Christopher P. Sighinolfi - Jefferies LLC, Research Division:
Okay, great. That's really helpful. And then maybe a question for Steve. On Columbia Pipeline, the asset sale. Noticed you had some last year, I think most of that was tied to sale of the storage base gas. So I'm just curious what the sale was in 1Q? And if you have sort of any degree of expectation for what might be in the hopper for the rest of the year at the Pipeline Group on that front?
Stephen P. Smith:
Sure. The $17.5 million is associated with the modernization of leases that were incorporated into the Pennant joint venture. There are about 3,000-or-so leases that were modernized to allow for horizontal drilling today. And once those leases were modernized, we took the income associated with them in the first quarter.
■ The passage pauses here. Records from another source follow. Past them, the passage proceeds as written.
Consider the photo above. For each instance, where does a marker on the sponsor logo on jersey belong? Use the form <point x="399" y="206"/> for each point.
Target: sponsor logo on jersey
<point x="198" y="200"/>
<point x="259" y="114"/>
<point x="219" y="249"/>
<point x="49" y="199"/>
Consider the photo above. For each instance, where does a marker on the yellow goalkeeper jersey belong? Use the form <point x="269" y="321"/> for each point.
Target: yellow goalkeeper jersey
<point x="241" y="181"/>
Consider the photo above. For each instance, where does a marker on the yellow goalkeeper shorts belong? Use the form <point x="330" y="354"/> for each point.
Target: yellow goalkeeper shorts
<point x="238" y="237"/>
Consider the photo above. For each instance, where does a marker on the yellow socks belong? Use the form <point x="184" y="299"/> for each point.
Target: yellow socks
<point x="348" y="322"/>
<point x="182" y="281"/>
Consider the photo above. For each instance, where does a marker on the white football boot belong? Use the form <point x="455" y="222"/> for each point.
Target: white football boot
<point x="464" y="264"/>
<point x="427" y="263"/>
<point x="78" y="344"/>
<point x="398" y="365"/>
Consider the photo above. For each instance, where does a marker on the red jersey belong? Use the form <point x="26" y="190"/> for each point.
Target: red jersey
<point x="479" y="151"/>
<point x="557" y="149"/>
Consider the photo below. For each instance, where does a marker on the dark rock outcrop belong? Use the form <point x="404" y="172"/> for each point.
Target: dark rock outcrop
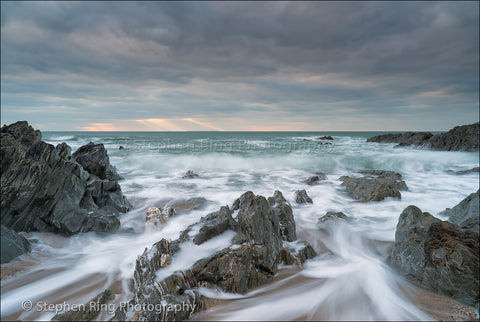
<point x="375" y="186"/>
<point x="13" y="245"/>
<point x="408" y="254"/>
<point x="302" y="197"/>
<point x="452" y="262"/>
<point x="265" y="237"/>
<point x="460" y="138"/>
<point x="94" y="158"/>
<point x="44" y="189"/>
<point x="466" y="214"/>
<point x="438" y="255"/>
<point x="314" y="179"/>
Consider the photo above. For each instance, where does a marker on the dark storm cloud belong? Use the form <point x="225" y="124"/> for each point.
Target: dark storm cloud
<point x="203" y="58"/>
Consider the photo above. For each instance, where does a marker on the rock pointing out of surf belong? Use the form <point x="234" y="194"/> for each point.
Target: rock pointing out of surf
<point x="264" y="237"/>
<point x="47" y="189"/>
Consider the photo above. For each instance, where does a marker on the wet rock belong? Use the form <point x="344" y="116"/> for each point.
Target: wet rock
<point x="214" y="224"/>
<point x="190" y="175"/>
<point x="282" y="209"/>
<point x="314" y="179"/>
<point x="375" y="186"/>
<point x="296" y="253"/>
<point x="408" y="254"/>
<point x="460" y="138"/>
<point x="466" y="214"/>
<point x="438" y="255"/>
<point x="94" y="159"/>
<point x="43" y="190"/>
<point x="13" y="245"/>
<point x="302" y="197"/>
<point x="187" y="204"/>
<point x="404" y="139"/>
<point x="263" y="229"/>
<point x="333" y="216"/>
<point x="64" y="151"/>
<point x="452" y="262"/>
<point x="461" y="172"/>
<point x="86" y="312"/>
<point x="157" y="216"/>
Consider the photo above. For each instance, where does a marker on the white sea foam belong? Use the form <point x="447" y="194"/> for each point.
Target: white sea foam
<point x="351" y="283"/>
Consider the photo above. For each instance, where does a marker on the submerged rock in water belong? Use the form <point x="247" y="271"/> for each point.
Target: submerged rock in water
<point x="265" y="237"/>
<point x="13" y="245"/>
<point x="190" y="175"/>
<point x="375" y="186"/>
<point x="332" y="216"/>
<point x="302" y="197"/>
<point x="438" y="255"/>
<point x="43" y="189"/>
<point x="452" y="262"/>
<point x="94" y="159"/>
<point x="467" y="213"/>
<point x="408" y="254"/>
<point x="87" y="311"/>
<point x="461" y="172"/>
<point x="460" y="138"/>
<point x="157" y="216"/>
<point x="314" y="179"/>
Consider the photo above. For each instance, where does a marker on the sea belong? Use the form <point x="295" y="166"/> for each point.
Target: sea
<point x="349" y="279"/>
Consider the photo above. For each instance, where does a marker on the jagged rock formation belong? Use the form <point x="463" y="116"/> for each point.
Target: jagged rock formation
<point x="376" y="185"/>
<point x="314" y="179"/>
<point x="301" y="196"/>
<point x="44" y="188"/>
<point x="265" y="236"/>
<point x="332" y="216"/>
<point x="438" y="255"/>
<point x="467" y="213"/>
<point x="460" y="138"/>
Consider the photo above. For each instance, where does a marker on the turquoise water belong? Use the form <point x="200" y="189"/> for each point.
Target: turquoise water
<point x="228" y="164"/>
If you look out the balance of 2014, there's probably another $3 million or so of that modernized lease revenue that we will be receiving as a result of that activity.
Operator:
[Operator Instructions] Another question from Carl Kirst at BMO Capital.
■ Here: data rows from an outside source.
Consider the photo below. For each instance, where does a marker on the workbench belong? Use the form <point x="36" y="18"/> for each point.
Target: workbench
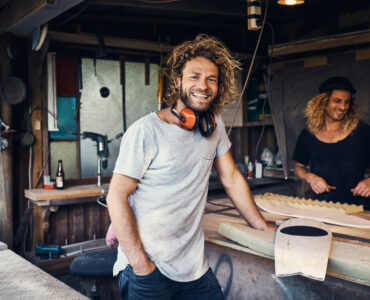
<point x="246" y="274"/>
<point x="74" y="208"/>
<point x="19" y="279"/>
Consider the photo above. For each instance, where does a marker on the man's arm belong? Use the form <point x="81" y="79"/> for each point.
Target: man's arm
<point x="238" y="190"/>
<point x="124" y="223"/>
<point x="318" y="184"/>
<point x="362" y="188"/>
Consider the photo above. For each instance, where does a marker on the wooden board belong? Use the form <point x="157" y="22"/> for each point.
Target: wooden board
<point x="318" y="205"/>
<point x="357" y="233"/>
<point x="19" y="279"/>
<point x="277" y="207"/>
<point x="346" y="260"/>
<point x="302" y="248"/>
<point x="79" y="191"/>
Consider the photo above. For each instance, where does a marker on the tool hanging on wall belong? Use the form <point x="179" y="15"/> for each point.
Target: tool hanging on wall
<point x="101" y="149"/>
<point x="254" y="14"/>
<point x="3" y="140"/>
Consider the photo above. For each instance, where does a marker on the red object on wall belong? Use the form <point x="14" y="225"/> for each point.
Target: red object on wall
<point x="66" y="75"/>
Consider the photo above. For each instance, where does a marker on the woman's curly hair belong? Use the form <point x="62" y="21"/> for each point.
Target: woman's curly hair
<point x="215" y="51"/>
<point x="315" y="113"/>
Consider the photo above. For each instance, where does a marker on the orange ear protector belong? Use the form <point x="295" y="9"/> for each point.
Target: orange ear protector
<point x="190" y="120"/>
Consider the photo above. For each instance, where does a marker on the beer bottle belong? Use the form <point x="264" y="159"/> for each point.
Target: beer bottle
<point x="60" y="176"/>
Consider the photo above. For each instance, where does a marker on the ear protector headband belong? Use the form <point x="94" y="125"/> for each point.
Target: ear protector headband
<point x="189" y="120"/>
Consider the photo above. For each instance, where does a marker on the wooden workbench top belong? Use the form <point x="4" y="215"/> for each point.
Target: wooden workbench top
<point x="215" y="214"/>
<point x="19" y="279"/>
<point x="78" y="191"/>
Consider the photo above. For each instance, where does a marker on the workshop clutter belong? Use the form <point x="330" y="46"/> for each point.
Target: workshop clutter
<point x="258" y="104"/>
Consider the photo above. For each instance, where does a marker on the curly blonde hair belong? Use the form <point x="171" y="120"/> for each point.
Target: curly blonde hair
<point x="315" y="112"/>
<point x="215" y="51"/>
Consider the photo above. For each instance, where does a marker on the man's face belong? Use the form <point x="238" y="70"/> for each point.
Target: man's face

Carl L. Kirst - BMO Capital Markets Canada:
Sorry, just a quick follow-up mainly because of the strength of first quarter results, obviously, a big delta year-over-year and understanding we're still very early in the year and so, perhaps, there is some reluctance, for instance, to move up the guidance curve at this point. But simply, with what we've seen in the first quarter, it would almost imply that the expectation for the next 9 months, for instance, is basically just flat with last year. And so I guess my question is, is there any -- is this just sort of out of an abundance of caution earlier in the year? Are there, perhaps, some timing issues that maybe shifted some earnings into the first quarter? That this is more sort of a timing or shape of the quarter curve, if you will, for the full year? I just want to make sure we've got the right read of it.
Robert C. Skaggs:
To your point, a very strong quarter positions us well for the year, but as you also observed, there's 9 months to go and a lot of blocking and tackling left. So at this point, we want to take it one quarter by one quarter, and if we feel like there's a reason to move it up, we will do so. But right now, we're still within the range.
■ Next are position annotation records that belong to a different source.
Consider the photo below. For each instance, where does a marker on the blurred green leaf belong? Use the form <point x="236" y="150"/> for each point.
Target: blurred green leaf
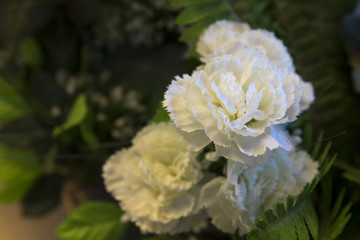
<point x="197" y="12"/>
<point x="161" y="115"/>
<point x="12" y="104"/>
<point x="18" y="171"/>
<point x="31" y="52"/>
<point x="76" y="115"/>
<point x="185" y="3"/>
<point x="93" y="221"/>
<point x="43" y="196"/>
<point x="88" y="135"/>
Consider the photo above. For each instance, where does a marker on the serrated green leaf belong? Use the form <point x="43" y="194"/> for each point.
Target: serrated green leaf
<point x="31" y="52"/>
<point x="12" y="104"/>
<point x="87" y="133"/>
<point x="333" y="220"/>
<point x="185" y="3"/>
<point x="161" y="115"/>
<point x="18" y="171"/>
<point x="76" y="115"/>
<point x="93" y="221"/>
<point x="290" y="225"/>
<point x="196" y="13"/>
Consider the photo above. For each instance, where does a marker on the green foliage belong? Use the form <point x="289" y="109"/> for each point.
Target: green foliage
<point x="287" y="222"/>
<point x="12" y="104"/>
<point x="93" y="221"/>
<point x="18" y="171"/>
<point x="164" y="238"/>
<point x="161" y="115"/>
<point x="333" y="220"/>
<point x="201" y="13"/>
<point x="43" y="196"/>
<point x="76" y="115"/>
<point x="298" y="220"/>
<point x="87" y="133"/>
<point x="31" y="52"/>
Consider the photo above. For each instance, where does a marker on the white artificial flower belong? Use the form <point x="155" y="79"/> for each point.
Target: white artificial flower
<point x="236" y="201"/>
<point x="307" y="97"/>
<point x="156" y="181"/>
<point x="217" y="35"/>
<point x="236" y="102"/>
<point x="227" y="37"/>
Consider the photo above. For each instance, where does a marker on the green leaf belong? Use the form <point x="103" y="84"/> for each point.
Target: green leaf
<point x="161" y="115"/>
<point x="87" y="133"/>
<point x="185" y="3"/>
<point x="333" y="219"/>
<point x="12" y="104"/>
<point x="201" y="13"/>
<point x="197" y="12"/>
<point x="195" y="30"/>
<point x="93" y="221"/>
<point x="18" y="171"/>
<point x="43" y="196"/>
<point x="76" y="115"/>
<point x="164" y="238"/>
<point x="31" y="52"/>
<point x="290" y="222"/>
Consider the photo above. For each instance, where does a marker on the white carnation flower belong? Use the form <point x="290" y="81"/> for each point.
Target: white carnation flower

Carl L. Kirst - BMO Capital Markets Canada:
Understood. Just wanted to touch base.
Robert C. Skaggs:
Carl, while I have you, one other thing I'd add about WB, and I know there's a lot of interest about both of the XPress' project. Just to be clear on the WB XPress project, while I suggested it takes gas west, which it does, it also is designed to take gas east. So just wanted to make sure you're aware of that.
Operator:
Thank you very much. There's no further questions. So I'd now like to turn the call over to Bob Skaggs for closing remarks.
Robert C. Skaggs:
Ian, thanks so much. And to everyone that has participated, we appreciate your interest, your support, and we will remain in touch. Thank you. Have a great day.
Operator:
Thank you, ladies and gentlemen. That concludes your conference. You may now disconnect. Thank you for joining us.